All experimental operations were performed with the consent of the Animal Care Committee of Southeast University and complied with the Regulations for the Administration of Affairs Concerning Experimental Animals of China.
Details and additional experimental methods can be found in the supplemental Materials, available on the Blood website.

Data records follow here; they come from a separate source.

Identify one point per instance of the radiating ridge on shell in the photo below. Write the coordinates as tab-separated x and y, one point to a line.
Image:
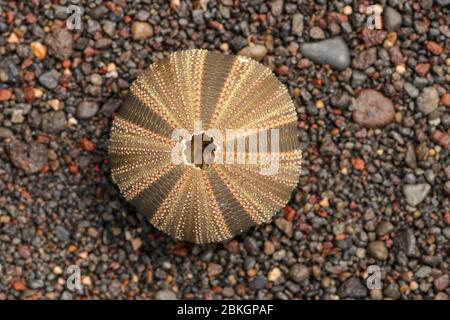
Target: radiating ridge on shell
206	95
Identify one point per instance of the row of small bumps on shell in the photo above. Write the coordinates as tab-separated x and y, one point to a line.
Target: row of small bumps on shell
223	92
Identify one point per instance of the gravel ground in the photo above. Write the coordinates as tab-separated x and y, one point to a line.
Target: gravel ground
374	122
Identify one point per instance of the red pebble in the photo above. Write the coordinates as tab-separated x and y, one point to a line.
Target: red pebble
87	145
5	94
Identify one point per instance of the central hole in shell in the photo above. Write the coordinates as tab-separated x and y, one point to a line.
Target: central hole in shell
200	150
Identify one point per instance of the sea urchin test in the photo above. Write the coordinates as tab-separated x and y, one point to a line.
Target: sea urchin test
205	145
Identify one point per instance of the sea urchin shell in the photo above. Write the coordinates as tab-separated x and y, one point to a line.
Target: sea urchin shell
221	101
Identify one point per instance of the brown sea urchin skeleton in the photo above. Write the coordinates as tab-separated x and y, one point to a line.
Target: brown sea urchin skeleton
214	200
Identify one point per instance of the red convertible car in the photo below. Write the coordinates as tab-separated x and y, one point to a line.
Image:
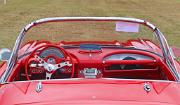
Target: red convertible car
89	61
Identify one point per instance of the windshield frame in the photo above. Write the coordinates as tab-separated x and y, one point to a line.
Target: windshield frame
163	42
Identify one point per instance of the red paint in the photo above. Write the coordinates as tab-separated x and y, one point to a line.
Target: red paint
95	91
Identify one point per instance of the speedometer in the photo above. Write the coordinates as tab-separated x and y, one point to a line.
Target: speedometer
52	51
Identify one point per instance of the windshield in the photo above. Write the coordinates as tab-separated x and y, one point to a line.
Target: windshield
107	29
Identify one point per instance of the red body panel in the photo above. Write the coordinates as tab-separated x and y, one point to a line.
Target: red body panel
91	91
94	91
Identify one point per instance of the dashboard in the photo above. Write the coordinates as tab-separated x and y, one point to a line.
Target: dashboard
104	62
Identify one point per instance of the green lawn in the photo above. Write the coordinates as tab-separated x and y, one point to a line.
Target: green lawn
16	13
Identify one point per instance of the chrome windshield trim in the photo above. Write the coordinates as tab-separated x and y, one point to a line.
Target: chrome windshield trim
18	42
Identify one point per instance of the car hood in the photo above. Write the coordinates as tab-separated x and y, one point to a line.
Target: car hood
90	91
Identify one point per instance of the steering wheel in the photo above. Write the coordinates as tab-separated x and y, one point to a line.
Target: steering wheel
42	64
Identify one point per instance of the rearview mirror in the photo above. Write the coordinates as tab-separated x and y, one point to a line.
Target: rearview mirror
5	54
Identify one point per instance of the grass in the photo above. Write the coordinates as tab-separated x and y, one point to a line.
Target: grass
17	13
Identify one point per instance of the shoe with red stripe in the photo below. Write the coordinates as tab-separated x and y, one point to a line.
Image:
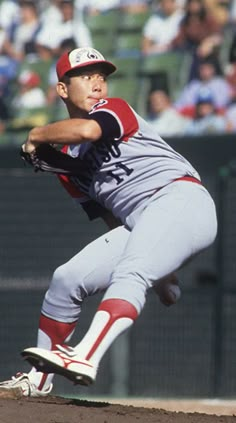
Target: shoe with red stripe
20	386
63	361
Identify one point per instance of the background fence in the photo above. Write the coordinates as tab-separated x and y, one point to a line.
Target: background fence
187	350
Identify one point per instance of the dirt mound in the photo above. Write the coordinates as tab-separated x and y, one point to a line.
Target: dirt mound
62	410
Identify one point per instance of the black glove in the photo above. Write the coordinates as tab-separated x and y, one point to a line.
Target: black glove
47	158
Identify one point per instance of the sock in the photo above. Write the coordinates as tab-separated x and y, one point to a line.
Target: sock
112	318
50	333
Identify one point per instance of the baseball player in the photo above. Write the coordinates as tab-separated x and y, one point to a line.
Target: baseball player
119	168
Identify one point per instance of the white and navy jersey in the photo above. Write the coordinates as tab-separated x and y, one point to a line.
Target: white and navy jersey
129	163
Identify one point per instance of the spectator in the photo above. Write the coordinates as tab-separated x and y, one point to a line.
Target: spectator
23	38
135	6
161	28
28	105
52	13
52	96
211	79
162	115
206	119
30	94
9	13
69	27
199	33
95	7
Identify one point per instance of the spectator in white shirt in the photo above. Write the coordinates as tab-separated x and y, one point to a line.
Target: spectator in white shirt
161	28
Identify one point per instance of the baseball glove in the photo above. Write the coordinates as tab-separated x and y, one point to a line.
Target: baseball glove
47	158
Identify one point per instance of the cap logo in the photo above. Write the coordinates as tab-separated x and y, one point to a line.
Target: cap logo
84	55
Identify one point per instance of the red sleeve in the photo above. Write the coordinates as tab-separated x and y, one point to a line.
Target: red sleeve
116	118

Ethical approval and informed consent
These written informed consents were provided by all the patients with the Declaration of Helsinki before enrollment in the study. The institutional review board of Zhongda Hospital Southeast University, Nanjing, China, approved the study.
Results
Association of WDR5 expression with cell cycle signaling in T-ALL
WDR5 is significantly overexpressed in our T-ALL cohorts vs normal controls (Figure 1A; supplemental Table 1). High WDR5 expression is associated with significantly higher white blood cell count (Figure 1B), higher BM blasts (Figure 1C), poorer survival (Figure 1D), higher relapse rate (Figure 1E), and more high-risk patients (Figure 1F) in our cohorts (supplemental Table 2). WDR5 messenger RNA (mRNA) level is significantly elevated in 5 pairs of the relapsed vs newly diagnosed T-ALL samples (Figure 1G). Also, WDR5 is significantly overexpressed in 3 public T-ALL cohorts and a B-ALL cohort (supplemental Figure 1A-D). In addition, WDR5 is highly expressed, and no statistical difference was observed in different immune phenotypes, ETP-ALL vs non-ETP-ALL, and the various molecular subtypes of the T-ALL cohorts (supplemental Figure 1E-G). Moreover, the patients were divided into WDR5-high and WDR5-low groups based on the WDR5 mRNA level in the 3 public T-ALL cohorts, and the enrichment of cell cycle genes and activation of cell cycle signaling was significantly associated with WDR5-high vs WDR5-low expression; the representative data can be found in supplemental Figure 1H-J. Taken together, these data revealed the oncogenic roles of WDR5 high expression which is possibly mediated by activating cell cycle signaling in T-ALL.